Abus de droit et objection de conscience.

Il n’est pas dans mes intentions de dispenser ici un cours de droit ou de résumer en quelques lignes une doctrine de notre droit national ; doctrine qui existe d’ailleurs aussi en droit international. Je n’en ai pas les compétences et cela m’intéresse peu. Rappelons simplement, pour introduire mon propos, que l’abus de droit définit en France des pratiques condamnables, comme, par exemple, l’utilisation d’un droit à la seule fin de nuire à autrui, ou afin d’atteindre un objectif inverse à celui que ce droit visait, ou encore dans le seul but de se soustraire à certaines obligations légales – par exemple d’échapper à l’impôt. C’est donc un principe juridique à but moral et à dimension jurisprudentielle. Permettant aux juges de faire évoluer le droit en interprétant la volonté du législateur, et souvent en se référant à des principes supérieurs qu’ils font prévaloir sur la lettre de la loi, il leur permet de faire le droit, et ainsi d’abuser, d’une certaine manière, du droit ; car le droit de faire le droit devrait être, en bonne démocratie, l’exclusive du corps législatif. Par ailleurs, conjuguant le droit à l’air du temps, ils assujettissent la loi à ce que Nietzsche appelait la moraline, cette morale bourgeoise que le philosophe définissait comme l’ensemble des préjugés du temps. On aura donc compris ma réserve devant ces notions floues qui permettent de troubler les eaux claires et froides du droit, et de dénouer ce qui avait été trop bien, ou trop maladroitement ficelé par la loi.

Néanmoins, si je veux ici dénoncer l’abus de droit, et en défendre donc le concept, c’est en considérant, non pas le principe juridique aujourd’hui défini par les textes et l’usage, mais sa dimension plus large, disons-le autrement, éthique. Et de ce point de vue, plus philosophique, il me semble déjà que l’Etat est le premier à abuser du droit, sans que cet abus ne soit toujours pointé comme tel.

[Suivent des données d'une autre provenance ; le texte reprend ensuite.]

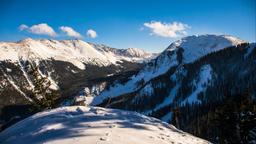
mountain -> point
(79, 124)
(181, 52)
(204, 85)
(34, 72)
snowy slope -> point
(94, 125)
(76, 52)
(183, 51)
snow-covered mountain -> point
(79, 124)
(192, 84)
(76, 52)
(183, 51)
(65, 67)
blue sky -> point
(148, 24)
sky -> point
(148, 24)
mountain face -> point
(32, 71)
(90, 125)
(199, 83)
(204, 85)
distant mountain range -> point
(191, 84)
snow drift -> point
(79, 124)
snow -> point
(76, 52)
(10, 80)
(250, 49)
(91, 125)
(194, 48)
(198, 46)
(205, 77)
(26, 76)
(167, 101)
(167, 117)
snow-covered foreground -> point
(93, 125)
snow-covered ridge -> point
(186, 50)
(197, 46)
(91, 125)
(77, 52)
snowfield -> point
(94, 125)
(194, 48)
(77, 52)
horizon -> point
(150, 26)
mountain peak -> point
(198, 45)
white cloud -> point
(70, 32)
(169, 30)
(41, 29)
(23, 27)
(91, 33)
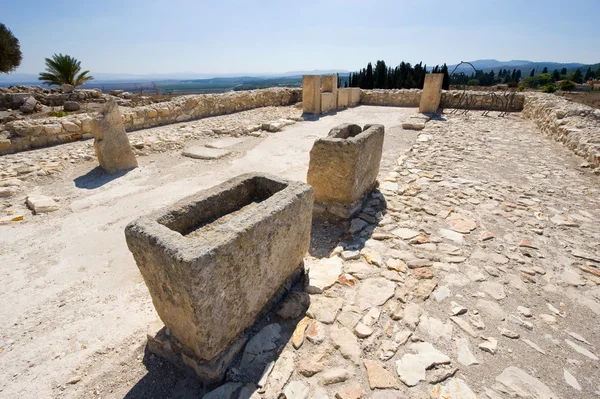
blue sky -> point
(151, 36)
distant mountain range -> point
(523, 65)
(118, 78)
(26, 78)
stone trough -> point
(343, 168)
(216, 261)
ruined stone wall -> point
(450, 99)
(12, 98)
(576, 125)
(34, 133)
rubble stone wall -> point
(34, 133)
(13, 97)
(450, 99)
(576, 125)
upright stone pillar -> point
(311, 94)
(110, 140)
(329, 93)
(432, 93)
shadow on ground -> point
(96, 178)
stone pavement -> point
(474, 272)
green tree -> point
(567, 85)
(10, 50)
(549, 88)
(577, 77)
(64, 69)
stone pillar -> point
(432, 93)
(329, 85)
(110, 140)
(311, 94)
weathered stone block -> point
(311, 94)
(343, 97)
(344, 167)
(432, 93)
(328, 102)
(213, 262)
(354, 96)
(111, 143)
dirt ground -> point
(79, 308)
(486, 253)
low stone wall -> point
(576, 125)
(475, 100)
(34, 133)
(13, 97)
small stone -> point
(571, 380)
(464, 326)
(490, 345)
(454, 388)
(533, 345)
(461, 224)
(423, 273)
(464, 354)
(524, 311)
(41, 204)
(379, 377)
(315, 332)
(581, 350)
(351, 391)
(334, 376)
(296, 390)
(508, 333)
(405, 234)
(372, 257)
(350, 255)
(298, 335)
(362, 331)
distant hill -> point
(524, 65)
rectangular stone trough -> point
(343, 168)
(214, 262)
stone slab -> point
(328, 102)
(198, 152)
(225, 143)
(110, 140)
(214, 261)
(432, 93)
(311, 94)
(344, 165)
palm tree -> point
(64, 69)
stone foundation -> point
(35, 133)
(576, 125)
(213, 262)
(344, 167)
(474, 100)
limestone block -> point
(111, 143)
(214, 261)
(344, 165)
(432, 93)
(343, 97)
(329, 85)
(311, 94)
(354, 96)
(328, 102)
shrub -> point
(64, 69)
(567, 85)
(10, 51)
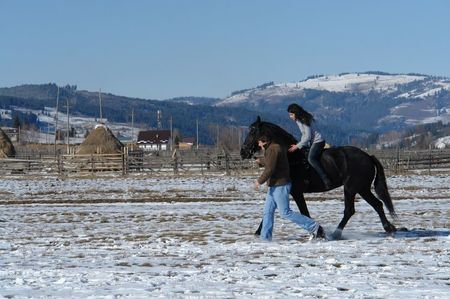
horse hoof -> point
(336, 235)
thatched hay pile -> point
(6, 147)
(100, 141)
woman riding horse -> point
(345, 165)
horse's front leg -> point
(297, 194)
(258, 231)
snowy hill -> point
(350, 82)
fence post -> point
(430, 157)
(397, 163)
(227, 163)
(175, 162)
(124, 163)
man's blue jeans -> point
(278, 197)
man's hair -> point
(265, 138)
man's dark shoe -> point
(318, 234)
(328, 184)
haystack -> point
(6, 147)
(100, 141)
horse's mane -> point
(278, 134)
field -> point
(192, 237)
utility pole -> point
(132, 124)
(100, 101)
(171, 133)
(197, 133)
(217, 133)
(56, 118)
(68, 127)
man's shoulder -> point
(274, 146)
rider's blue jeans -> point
(278, 197)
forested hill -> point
(183, 112)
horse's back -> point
(347, 161)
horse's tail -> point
(381, 187)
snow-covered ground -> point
(192, 237)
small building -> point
(154, 140)
(187, 143)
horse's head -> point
(260, 128)
(250, 145)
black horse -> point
(344, 165)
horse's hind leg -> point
(349, 199)
(299, 199)
(378, 207)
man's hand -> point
(293, 148)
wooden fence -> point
(394, 161)
(129, 162)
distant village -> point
(76, 131)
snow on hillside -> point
(81, 124)
(353, 82)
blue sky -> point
(164, 49)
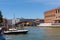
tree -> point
(1, 17)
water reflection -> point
(37, 33)
(52, 34)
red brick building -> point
(52, 16)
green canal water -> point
(37, 33)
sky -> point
(26, 8)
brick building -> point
(52, 16)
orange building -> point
(52, 16)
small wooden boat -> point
(15, 31)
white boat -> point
(15, 31)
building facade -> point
(52, 16)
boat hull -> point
(15, 32)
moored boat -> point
(15, 31)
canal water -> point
(37, 33)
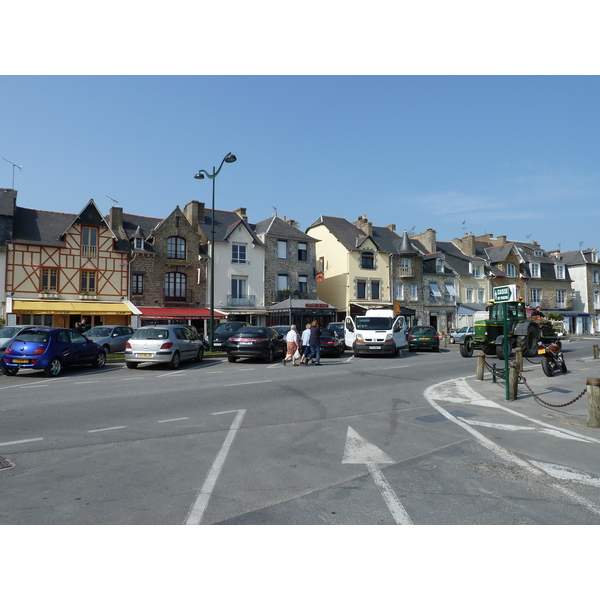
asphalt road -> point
(390, 441)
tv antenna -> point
(13, 164)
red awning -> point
(158, 312)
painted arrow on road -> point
(360, 452)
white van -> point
(379, 331)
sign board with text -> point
(505, 293)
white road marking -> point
(197, 510)
(360, 451)
(248, 383)
(21, 441)
(437, 392)
(107, 429)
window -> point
(375, 290)
(176, 248)
(302, 283)
(175, 287)
(283, 282)
(302, 251)
(361, 289)
(88, 282)
(137, 284)
(49, 280)
(89, 242)
(282, 249)
(238, 253)
(367, 260)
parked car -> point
(256, 342)
(164, 344)
(224, 331)
(423, 337)
(111, 337)
(7, 334)
(331, 343)
(50, 349)
(457, 337)
(339, 329)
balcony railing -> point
(249, 300)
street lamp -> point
(200, 175)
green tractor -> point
(523, 332)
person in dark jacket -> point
(315, 344)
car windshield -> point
(9, 331)
(150, 334)
(41, 337)
(373, 323)
(228, 327)
(99, 332)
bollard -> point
(519, 358)
(513, 380)
(480, 366)
(593, 391)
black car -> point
(224, 331)
(331, 344)
(256, 342)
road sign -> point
(505, 293)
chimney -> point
(8, 202)
(191, 212)
(428, 239)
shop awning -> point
(159, 312)
(58, 307)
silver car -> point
(111, 337)
(166, 344)
(7, 334)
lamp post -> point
(200, 175)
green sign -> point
(505, 293)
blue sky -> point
(508, 155)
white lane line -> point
(21, 441)
(248, 383)
(197, 511)
(107, 429)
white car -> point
(457, 337)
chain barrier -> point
(500, 373)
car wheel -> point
(200, 354)
(54, 368)
(175, 361)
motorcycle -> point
(552, 358)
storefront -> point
(60, 313)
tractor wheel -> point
(466, 348)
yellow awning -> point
(55, 307)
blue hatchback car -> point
(50, 349)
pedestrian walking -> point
(305, 343)
(314, 342)
(293, 346)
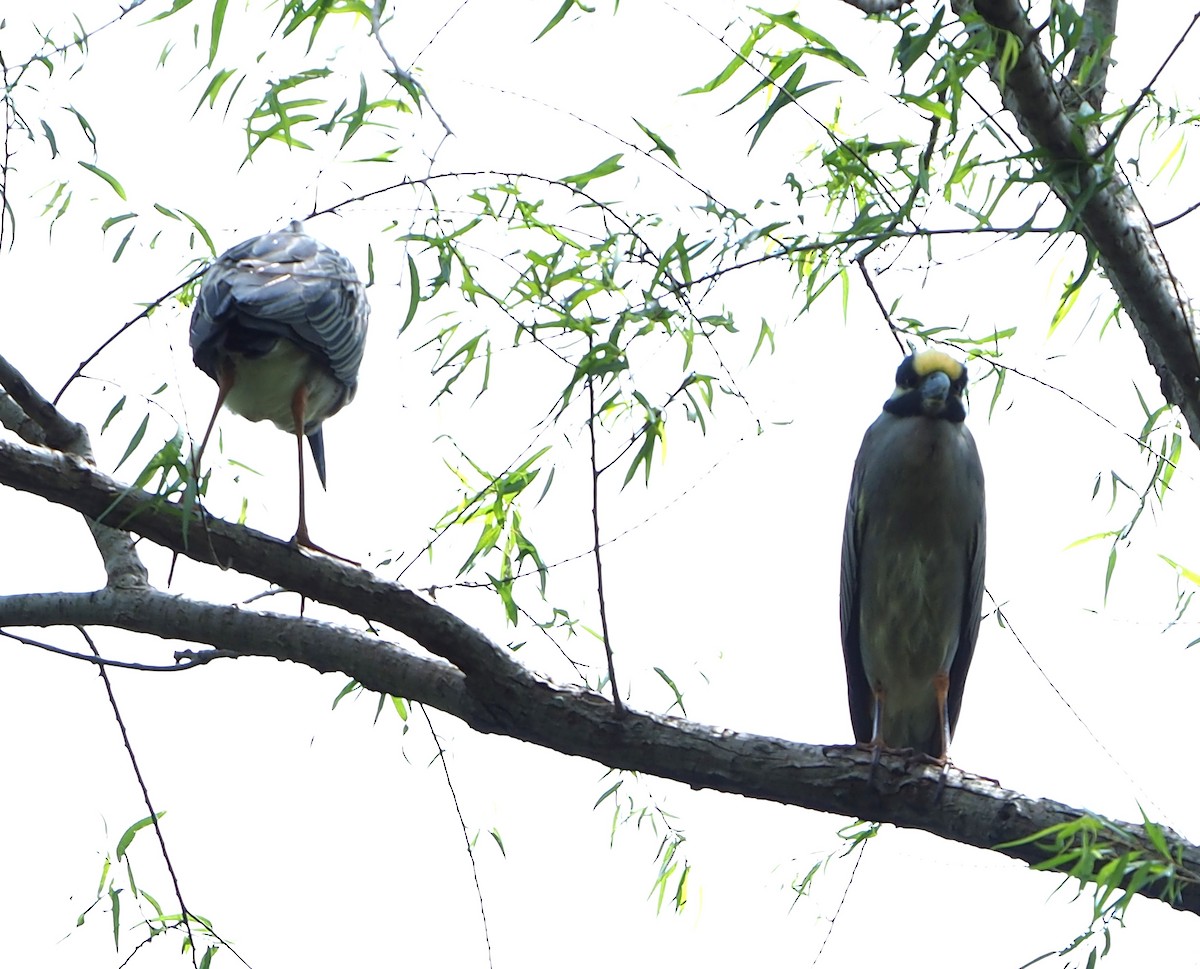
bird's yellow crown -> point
(928, 361)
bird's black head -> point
(929, 384)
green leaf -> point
(117, 409)
(607, 167)
(202, 230)
(114, 898)
(219, 11)
(120, 247)
(675, 690)
(559, 14)
(49, 137)
(123, 846)
(351, 687)
(659, 144)
(112, 181)
(414, 294)
(1182, 570)
(133, 441)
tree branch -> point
(1093, 55)
(45, 423)
(1109, 214)
(493, 693)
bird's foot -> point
(304, 541)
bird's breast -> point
(265, 385)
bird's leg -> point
(941, 691)
(876, 733)
(299, 405)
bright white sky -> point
(318, 838)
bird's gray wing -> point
(286, 284)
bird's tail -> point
(317, 443)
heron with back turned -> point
(280, 324)
(912, 563)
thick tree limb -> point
(1109, 214)
(493, 693)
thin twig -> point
(145, 794)
(144, 314)
(833, 920)
(198, 658)
(462, 824)
(595, 547)
(879, 301)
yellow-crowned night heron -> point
(912, 563)
(280, 324)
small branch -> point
(199, 660)
(123, 565)
(145, 793)
(879, 301)
(402, 77)
(144, 314)
(595, 548)
(1093, 54)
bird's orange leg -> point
(941, 691)
(876, 732)
(299, 405)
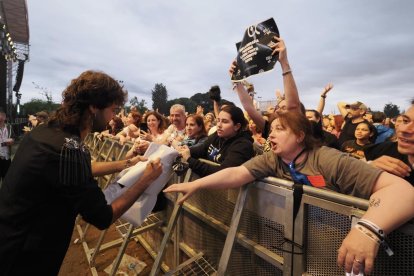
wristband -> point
(287, 72)
(128, 163)
(375, 229)
(368, 233)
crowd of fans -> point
(347, 152)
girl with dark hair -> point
(115, 125)
(363, 133)
(131, 129)
(195, 132)
(230, 145)
(296, 156)
(156, 126)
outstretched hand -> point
(357, 252)
(392, 165)
(279, 47)
(233, 67)
(327, 88)
(152, 170)
(186, 188)
(138, 158)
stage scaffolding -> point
(14, 52)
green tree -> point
(140, 105)
(391, 110)
(189, 105)
(160, 98)
(36, 105)
(203, 99)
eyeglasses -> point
(298, 178)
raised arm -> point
(247, 102)
(390, 206)
(225, 179)
(342, 109)
(289, 85)
(321, 104)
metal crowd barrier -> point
(258, 232)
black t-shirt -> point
(390, 149)
(39, 201)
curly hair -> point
(91, 88)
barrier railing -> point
(263, 235)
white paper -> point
(146, 202)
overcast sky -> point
(365, 48)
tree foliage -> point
(189, 105)
(203, 99)
(391, 110)
(36, 105)
(140, 105)
(160, 98)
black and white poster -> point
(254, 52)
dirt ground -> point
(75, 262)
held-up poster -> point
(254, 52)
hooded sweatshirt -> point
(229, 152)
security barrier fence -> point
(259, 229)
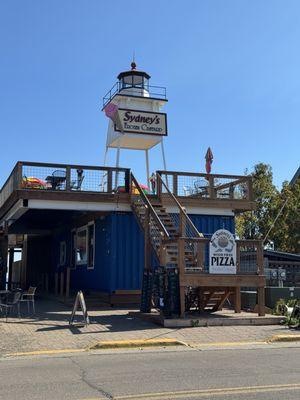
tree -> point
(255, 224)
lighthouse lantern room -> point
(134, 109)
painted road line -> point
(207, 392)
(284, 338)
(44, 352)
(125, 344)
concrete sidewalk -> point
(50, 330)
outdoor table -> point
(55, 181)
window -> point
(62, 253)
(81, 246)
(91, 245)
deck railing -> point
(65, 178)
(206, 186)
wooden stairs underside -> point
(208, 299)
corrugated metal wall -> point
(119, 251)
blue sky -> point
(231, 68)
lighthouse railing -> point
(153, 91)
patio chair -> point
(201, 187)
(188, 191)
(29, 298)
(76, 184)
(13, 300)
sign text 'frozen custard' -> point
(143, 122)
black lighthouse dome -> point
(134, 79)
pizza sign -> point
(222, 253)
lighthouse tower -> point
(134, 109)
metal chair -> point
(13, 300)
(29, 298)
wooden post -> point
(260, 258)
(211, 187)
(68, 178)
(47, 282)
(10, 266)
(68, 273)
(147, 243)
(250, 189)
(56, 283)
(261, 301)
(109, 181)
(175, 185)
(62, 283)
(181, 268)
(238, 257)
(182, 224)
(237, 302)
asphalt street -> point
(268, 373)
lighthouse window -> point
(137, 80)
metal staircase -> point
(176, 242)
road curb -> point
(284, 338)
(127, 344)
(43, 352)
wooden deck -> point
(93, 184)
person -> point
(152, 180)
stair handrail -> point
(181, 209)
(149, 205)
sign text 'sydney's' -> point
(143, 122)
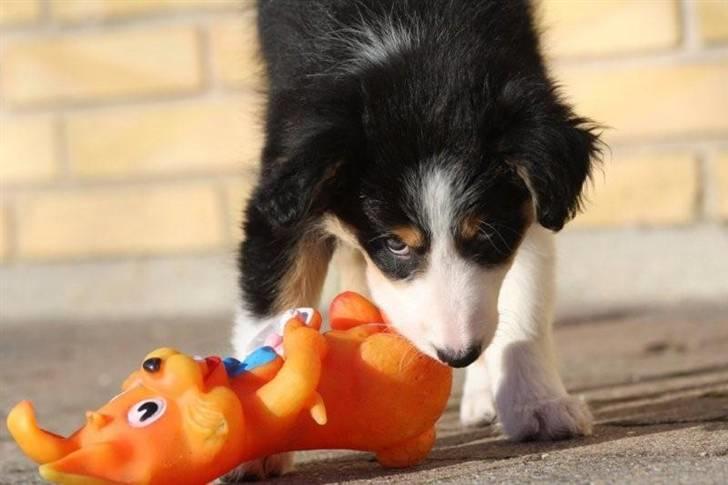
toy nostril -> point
(459, 358)
(152, 364)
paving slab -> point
(657, 383)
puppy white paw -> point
(476, 409)
(268, 467)
(548, 419)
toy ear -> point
(208, 418)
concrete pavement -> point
(657, 383)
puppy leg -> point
(530, 398)
(476, 404)
(278, 271)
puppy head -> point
(438, 243)
(442, 206)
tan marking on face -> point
(410, 235)
(303, 283)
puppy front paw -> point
(547, 419)
(268, 467)
(476, 408)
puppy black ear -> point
(556, 167)
(552, 150)
(297, 187)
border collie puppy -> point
(425, 143)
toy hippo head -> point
(174, 412)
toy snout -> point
(40, 445)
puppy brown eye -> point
(397, 247)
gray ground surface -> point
(657, 383)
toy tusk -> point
(318, 409)
(40, 445)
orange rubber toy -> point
(186, 420)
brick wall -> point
(128, 127)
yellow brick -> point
(4, 234)
(19, 12)
(27, 149)
(200, 136)
(643, 189)
(235, 52)
(721, 169)
(604, 27)
(108, 222)
(237, 194)
(93, 66)
(656, 102)
(713, 20)
(75, 10)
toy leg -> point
(409, 452)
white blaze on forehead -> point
(455, 284)
(374, 41)
(453, 304)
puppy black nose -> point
(459, 358)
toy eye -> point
(397, 247)
(146, 412)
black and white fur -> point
(423, 142)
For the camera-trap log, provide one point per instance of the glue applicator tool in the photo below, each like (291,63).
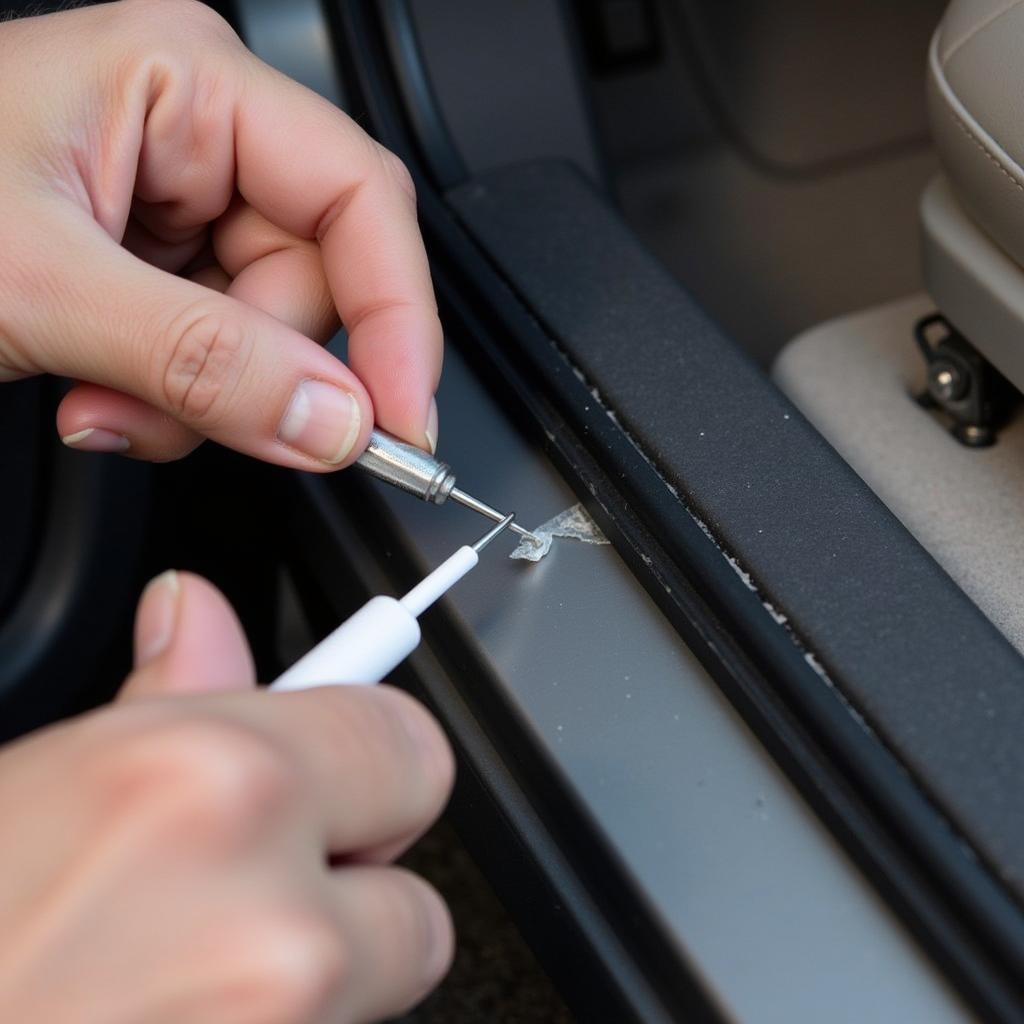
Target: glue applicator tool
(423,474)
(367,646)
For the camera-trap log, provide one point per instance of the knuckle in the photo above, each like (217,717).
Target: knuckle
(416,918)
(200,781)
(397,172)
(208,355)
(424,735)
(297,962)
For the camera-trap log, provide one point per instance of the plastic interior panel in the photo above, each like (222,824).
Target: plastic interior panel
(759,897)
(871,605)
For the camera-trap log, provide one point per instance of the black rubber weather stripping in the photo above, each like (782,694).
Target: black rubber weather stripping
(827,626)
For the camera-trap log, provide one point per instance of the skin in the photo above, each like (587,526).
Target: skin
(182,227)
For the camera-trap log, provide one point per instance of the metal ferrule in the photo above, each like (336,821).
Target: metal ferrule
(408,467)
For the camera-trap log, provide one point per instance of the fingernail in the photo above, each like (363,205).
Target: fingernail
(431,429)
(96,439)
(159,610)
(322,421)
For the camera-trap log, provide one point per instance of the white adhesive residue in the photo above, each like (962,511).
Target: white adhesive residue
(573,522)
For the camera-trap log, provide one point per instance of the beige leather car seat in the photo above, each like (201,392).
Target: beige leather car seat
(856,377)
(973,214)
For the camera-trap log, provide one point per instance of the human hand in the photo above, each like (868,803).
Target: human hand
(181,225)
(167,859)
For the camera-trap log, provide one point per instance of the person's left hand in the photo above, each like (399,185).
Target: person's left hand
(181,224)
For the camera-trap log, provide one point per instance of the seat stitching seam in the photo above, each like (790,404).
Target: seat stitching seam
(947,56)
(984,148)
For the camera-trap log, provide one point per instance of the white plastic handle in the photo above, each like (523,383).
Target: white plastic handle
(379,637)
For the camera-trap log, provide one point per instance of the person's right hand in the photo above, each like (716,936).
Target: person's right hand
(181,224)
(205,853)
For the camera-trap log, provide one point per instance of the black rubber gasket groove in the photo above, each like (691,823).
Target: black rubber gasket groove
(902,843)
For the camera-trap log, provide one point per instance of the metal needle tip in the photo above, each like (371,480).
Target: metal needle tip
(488,537)
(485,510)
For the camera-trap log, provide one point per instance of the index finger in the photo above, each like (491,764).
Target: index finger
(374,766)
(312,171)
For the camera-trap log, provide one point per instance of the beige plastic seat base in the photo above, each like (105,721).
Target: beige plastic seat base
(854,378)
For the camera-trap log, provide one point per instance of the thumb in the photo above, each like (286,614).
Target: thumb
(216,365)
(187,640)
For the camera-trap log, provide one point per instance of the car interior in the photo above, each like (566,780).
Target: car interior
(747,281)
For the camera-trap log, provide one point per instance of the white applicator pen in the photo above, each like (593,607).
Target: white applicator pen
(367,646)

J’en prendrai principalement deux exemples récents : la loi sur le mariage homosexuel, et la possible intervention de l’armée française en Syrie.

Notre constitution pose comme principe, en son article 3, que « la souveraineté nationale appartient au peuple qui l’exerce par ses représentants et par la voie du référendum ». Les décisions fondamentales appartiennent donc au peuple souverain (langage très rousseauiste) et elles peuvent être prises, soit par l’Assemblée, soit plus directement par le référendum. Et si le constituant l’a voulu ainsi, c’est qu’il concevait ces deux outils, non pas indifféremment, mais comme ayant chacun un usage particulier, sans en privilégier forcément l’un ou l’autre. Et chacun conviendra que le référendum est plus démocratique, plus symbolique, plus solide, et doit être privilégié pour l’adoption de textes fondateurs. Ce fût le cas en pour l’adoption du quinquennat en 2000[1]. Ce fût le cas pour l’adoption (ratée en 2005) de la Constitution Européenne, car la faire ratifier par le parlement, ce qui était techniquement possible, aurait été un abus de droit (forfaiture qui interviendra en 2008). Cela aurait dû être le cas pour un texte modifiant aussi fondamentalement notre cadre sociétal que celui du mariage homosexuel, car il fait évoluer très profondément l’idée que l’on peut se faire et de la famille et de la société ; rappelons que Rousseau, parlant de la famille, la nommait « la petite patrie ». Le vote de cette loi par l’Assemblée fût donc un nouvel abus de droit, et ce déni de démocratie restera une tâche du quinquennat. Il en est de même du possible engagement militaire de la France en Syrie. S’agissant d’une « intervention extérieure » et non d’une « déclaration de guerre », le chef de l’État est autorisé par notre constitution à en décider seul. S’il devait le faire ainsi, il userait d’un droit que les textes constitutionnels lui donnent, mais usant de ce droit, il en abuserait. Car chacun sait bien qu’une intervention de nos militaires serait, de fait, une déclaration de guerre. Je pourrais évidemment prendre d’autres exemples, et montrer que si le citoyen cherche toujours la faille dans des textes trop nombreux et confus, triche, abuse de ses pauvres droits et use de quelques artifices, l’Etat fait de même et n’a, en la matière, pas plus de vertu que ses administrés – et beaucoup moins d’excuses.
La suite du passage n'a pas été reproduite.